D. Looser, Jane Austen and Discourses of Feminism, Palgrave 1995.
DRAMA:
M.G.Lewis:
· Jeffrey N. Cox, ed., Six Gothic Dramas (Athens: Ohio University Press, 1992)
· D.Saglia e G.Silvani (a cura di), Il teatro della paura: scenari gotici del romanticismo europeo, Bulzoni 2005 (saggio di G.Silvani: p. 77).
Lord Byron:
· Il Manfredi di Lordy Byron, a cura di G. Galigani, Firenze UP, 2003 (CD-rom).
· “Byron and the Meaning of Manfred”, S.M. Sperry, Criticism, Vol. 16, No. 3, Summer 1974, pp. 189-202.
Teaching methods
Frontal lessons in English: introduction of the literary period
from the eighteenth century to the Victorian age; reading and
analysis of the primary sources by English writers.
Assessment methods
The evaluation of the students' competencies and abilities acquired during the course consists in a written work at the end of the course for those students who attended classes regularly. For those who do not attend classes, the exam consists in an oral examination.

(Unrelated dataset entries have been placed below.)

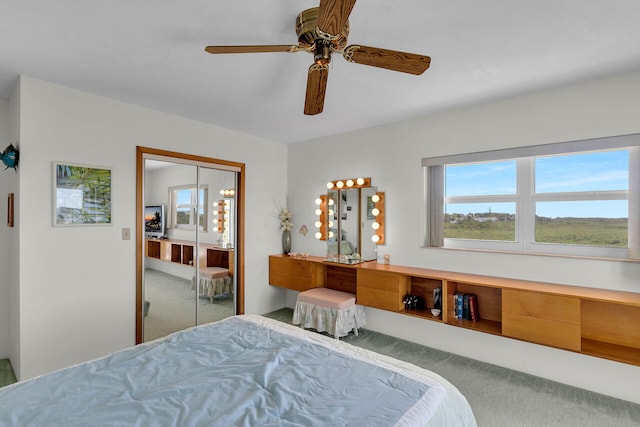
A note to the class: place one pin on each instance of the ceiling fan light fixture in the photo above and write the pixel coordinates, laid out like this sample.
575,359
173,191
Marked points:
322,52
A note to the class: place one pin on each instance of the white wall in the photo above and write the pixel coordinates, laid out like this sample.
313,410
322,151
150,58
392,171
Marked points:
77,284
4,236
392,155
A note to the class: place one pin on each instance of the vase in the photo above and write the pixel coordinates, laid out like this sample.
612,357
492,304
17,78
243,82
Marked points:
286,241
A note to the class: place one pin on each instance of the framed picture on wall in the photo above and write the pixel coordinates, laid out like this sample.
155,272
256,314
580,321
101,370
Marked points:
81,194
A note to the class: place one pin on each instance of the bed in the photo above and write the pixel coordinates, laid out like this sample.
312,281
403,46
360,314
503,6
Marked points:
242,371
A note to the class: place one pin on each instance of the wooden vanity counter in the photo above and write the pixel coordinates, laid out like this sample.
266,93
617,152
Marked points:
598,322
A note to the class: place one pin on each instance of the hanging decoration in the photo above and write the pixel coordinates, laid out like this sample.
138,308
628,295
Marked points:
10,157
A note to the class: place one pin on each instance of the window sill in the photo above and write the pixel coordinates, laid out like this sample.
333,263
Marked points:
593,258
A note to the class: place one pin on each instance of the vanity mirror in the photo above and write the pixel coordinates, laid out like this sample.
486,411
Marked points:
351,220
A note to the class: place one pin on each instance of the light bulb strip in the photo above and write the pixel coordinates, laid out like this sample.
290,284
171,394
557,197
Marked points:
321,234
378,237
344,184
220,211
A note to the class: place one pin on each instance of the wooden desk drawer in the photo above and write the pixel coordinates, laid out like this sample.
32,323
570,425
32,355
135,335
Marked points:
290,266
544,306
381,290
541,318
294,282
542,331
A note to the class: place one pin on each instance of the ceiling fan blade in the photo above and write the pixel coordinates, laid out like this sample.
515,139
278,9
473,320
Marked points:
252,49
316,88
389,59
332,16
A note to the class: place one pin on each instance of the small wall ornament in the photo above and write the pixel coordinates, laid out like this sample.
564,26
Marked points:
10,157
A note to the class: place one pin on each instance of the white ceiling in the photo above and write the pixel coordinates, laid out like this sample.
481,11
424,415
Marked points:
151,53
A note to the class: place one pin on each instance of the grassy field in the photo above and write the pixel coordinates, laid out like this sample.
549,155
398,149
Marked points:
605,232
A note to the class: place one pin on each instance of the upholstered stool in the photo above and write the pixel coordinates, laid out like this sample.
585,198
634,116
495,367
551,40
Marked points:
213,281
328,310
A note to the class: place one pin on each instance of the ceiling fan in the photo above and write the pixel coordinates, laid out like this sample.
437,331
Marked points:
322,31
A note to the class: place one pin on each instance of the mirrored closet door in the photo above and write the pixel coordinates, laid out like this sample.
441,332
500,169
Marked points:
188,259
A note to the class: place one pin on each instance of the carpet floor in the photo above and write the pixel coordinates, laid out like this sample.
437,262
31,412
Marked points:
498,396
6,373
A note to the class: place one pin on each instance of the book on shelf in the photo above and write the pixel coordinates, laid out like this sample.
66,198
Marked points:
437,298
474,312
465,307
458,300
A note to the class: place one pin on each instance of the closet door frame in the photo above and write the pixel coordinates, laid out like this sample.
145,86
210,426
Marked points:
141,154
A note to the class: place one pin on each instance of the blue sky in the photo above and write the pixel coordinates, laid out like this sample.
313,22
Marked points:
596,171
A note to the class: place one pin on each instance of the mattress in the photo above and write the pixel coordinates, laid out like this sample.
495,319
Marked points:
241,371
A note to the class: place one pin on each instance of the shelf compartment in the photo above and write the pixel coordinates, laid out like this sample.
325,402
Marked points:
489,306
176,253
187,254
611,330
153,249
423,314
619,353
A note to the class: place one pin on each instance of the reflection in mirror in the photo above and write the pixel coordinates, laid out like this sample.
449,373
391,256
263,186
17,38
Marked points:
188,271
352,221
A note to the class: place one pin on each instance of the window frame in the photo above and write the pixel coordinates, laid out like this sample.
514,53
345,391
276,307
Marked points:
526,198
193,206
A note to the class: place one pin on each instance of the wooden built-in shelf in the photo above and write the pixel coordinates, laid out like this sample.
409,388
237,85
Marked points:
184,253
596,322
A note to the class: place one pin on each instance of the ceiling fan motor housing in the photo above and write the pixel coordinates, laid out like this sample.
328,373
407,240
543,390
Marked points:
308,36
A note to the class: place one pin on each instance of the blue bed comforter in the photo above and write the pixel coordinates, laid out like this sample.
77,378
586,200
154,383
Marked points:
236,372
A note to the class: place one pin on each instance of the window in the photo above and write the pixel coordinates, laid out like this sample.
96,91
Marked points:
577,198
188,207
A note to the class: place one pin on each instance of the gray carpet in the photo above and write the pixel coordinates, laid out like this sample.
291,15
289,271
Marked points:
498,396
173,305
6,373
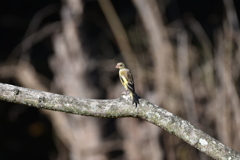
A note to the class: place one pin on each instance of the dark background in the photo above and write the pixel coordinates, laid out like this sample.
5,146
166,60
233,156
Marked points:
27,133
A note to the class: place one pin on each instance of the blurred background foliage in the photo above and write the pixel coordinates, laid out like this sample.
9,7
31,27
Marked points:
184,55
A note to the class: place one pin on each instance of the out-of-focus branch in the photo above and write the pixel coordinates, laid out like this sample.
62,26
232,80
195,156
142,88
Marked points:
117,108
158,43
119,32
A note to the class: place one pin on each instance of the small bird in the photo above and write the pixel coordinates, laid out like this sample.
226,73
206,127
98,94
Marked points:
126,79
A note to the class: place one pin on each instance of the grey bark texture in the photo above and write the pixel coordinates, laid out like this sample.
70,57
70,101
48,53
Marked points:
121,107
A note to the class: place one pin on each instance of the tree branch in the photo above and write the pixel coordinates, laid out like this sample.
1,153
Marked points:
117,108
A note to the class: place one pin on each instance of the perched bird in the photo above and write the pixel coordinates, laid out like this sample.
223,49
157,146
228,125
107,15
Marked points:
127,81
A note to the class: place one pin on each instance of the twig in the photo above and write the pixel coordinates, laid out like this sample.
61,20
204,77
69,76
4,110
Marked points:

The written test is divided into two parts: the first will be made of multiple choice and short open questions concerning the literary history of the period from the Eighteenth century to the Victorian period; the second part will refer to the specific reading list of the syllabus.
For those students who will not take the written test, the exam will consist in an oral interview. This oral interview has the aim of evaluating the critical and methodological ability of the students in relating literary history, critical approach to texts and authors analysed during classes. The student must demonstrate an appropriate knowledge of the literary history from the Eighteenth century to the Victorian period in order to carry out the exam with the second part, which consists in the analysis of a given text and its critical contextualization.

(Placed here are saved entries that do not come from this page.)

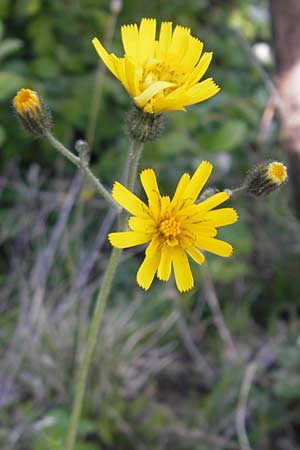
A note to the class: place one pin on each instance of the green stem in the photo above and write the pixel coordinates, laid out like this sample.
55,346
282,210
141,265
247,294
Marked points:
104,291
82,166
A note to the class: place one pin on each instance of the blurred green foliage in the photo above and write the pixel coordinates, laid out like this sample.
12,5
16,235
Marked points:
145,388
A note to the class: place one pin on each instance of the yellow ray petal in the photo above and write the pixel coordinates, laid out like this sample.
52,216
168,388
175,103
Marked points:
182,271
198,180
182,184
211,202
119,65
200,69
129,201
165,264
164,206
153,89
221,217
153,247
201,91
196,255
147,270
132,81
202,229
192,54
215,246
142,225
130,34
147,39
149,183
164,42
106,58
126,239
179,44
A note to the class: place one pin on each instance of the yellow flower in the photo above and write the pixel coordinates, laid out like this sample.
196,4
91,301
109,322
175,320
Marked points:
175,228
32,112
276,172
266,178
26,102
160,75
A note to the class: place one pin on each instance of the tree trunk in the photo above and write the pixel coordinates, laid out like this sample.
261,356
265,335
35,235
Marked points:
285,16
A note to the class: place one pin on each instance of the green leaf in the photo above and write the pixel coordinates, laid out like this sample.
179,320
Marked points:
9,84
9,46
227,137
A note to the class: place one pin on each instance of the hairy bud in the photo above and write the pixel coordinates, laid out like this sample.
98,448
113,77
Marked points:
266,178
32,112
144,127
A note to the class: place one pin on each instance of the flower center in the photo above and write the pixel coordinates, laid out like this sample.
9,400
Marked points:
156,70
26,101
276,172
170,228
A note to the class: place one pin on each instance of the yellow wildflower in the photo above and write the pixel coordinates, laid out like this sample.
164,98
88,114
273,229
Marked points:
161,75
32,112
26,102
175,228
265,178
276,172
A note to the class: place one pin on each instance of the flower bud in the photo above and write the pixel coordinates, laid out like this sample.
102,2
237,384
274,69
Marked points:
144,127
32,112
266,178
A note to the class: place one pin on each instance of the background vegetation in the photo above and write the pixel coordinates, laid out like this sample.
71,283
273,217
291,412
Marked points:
187,372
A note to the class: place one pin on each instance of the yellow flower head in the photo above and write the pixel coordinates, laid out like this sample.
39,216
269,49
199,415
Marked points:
27,101
160,74
276,172
32,112
174,227
265,178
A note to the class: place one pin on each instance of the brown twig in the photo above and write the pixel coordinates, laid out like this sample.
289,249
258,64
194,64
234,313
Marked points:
213,303
241,413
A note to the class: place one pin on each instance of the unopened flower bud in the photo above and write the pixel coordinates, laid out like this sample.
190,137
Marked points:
265,178
82,147
32,112
144,127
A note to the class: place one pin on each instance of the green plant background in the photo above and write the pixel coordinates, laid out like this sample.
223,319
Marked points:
148,389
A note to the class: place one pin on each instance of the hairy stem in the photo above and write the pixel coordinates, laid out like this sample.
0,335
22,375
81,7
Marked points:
104,291
82,166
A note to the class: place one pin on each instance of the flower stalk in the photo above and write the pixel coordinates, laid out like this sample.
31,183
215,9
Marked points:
82,165
133,160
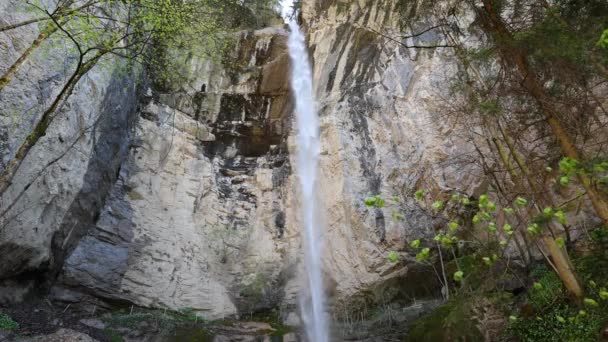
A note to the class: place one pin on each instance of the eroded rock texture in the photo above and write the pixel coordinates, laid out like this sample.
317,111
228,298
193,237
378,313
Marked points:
202,200
197,218
62,183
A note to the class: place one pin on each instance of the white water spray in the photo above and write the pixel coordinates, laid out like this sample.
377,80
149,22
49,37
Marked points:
313,312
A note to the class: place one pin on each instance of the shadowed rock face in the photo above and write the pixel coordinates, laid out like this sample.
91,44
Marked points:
197,217
58,191
196,204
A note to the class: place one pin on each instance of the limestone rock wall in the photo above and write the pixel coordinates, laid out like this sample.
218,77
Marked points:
61,184
202,208
198,217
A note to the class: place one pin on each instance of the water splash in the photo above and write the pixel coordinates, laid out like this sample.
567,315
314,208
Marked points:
313,312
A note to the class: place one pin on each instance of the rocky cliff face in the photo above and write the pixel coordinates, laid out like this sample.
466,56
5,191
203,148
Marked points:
198,216
204,211
57,192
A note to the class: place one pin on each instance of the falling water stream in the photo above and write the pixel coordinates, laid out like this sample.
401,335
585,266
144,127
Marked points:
312,304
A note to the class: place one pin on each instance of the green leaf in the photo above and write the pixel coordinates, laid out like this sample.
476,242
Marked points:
590,302
452,226
560,216
380,202
438,205
446,241
491,206
492,227
534,229
370,201
397,216
483,200
423,255
393,256
487,261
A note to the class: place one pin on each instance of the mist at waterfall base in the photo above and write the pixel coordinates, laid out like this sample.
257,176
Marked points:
312,301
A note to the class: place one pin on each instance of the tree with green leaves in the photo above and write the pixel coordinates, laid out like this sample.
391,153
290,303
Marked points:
159,35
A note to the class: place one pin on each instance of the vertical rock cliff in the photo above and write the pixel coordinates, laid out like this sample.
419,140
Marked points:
195,205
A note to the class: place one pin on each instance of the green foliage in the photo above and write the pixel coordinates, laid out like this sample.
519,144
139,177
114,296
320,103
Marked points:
393,256
7,323
603,42
559,323
520,201
423,255
450,322
167,320
548,288
438,205
552,318
375,201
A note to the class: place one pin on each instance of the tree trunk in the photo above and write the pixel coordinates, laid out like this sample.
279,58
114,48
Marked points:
40,129
12,70
495,26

Those students,who are able to demonstrate a wide and systematic understanding of the issues covered during classes, are able to use these critically and who master the field-specific language of the discipline will be given a mark of excellence. Those students who demonstrate a mnemonic knowledge of the subject with a more superficial analytical ability and ability to synthesize, a correct command of the language but not always appropriate, will be given a satisfactory mark. A superficial knowledge and understanding of the material, a scarce analytical and expressive ability that is not always appropriate will be rewarded with a ‘pass' mark. Students who demonstrate gaps in their knowledge of the subject matter, inappropriate language use, lack of familiarity with the literature in the program bibliography will not be given a pass mark.
Teaching tools
Frontal lectures with power point projections and dvd.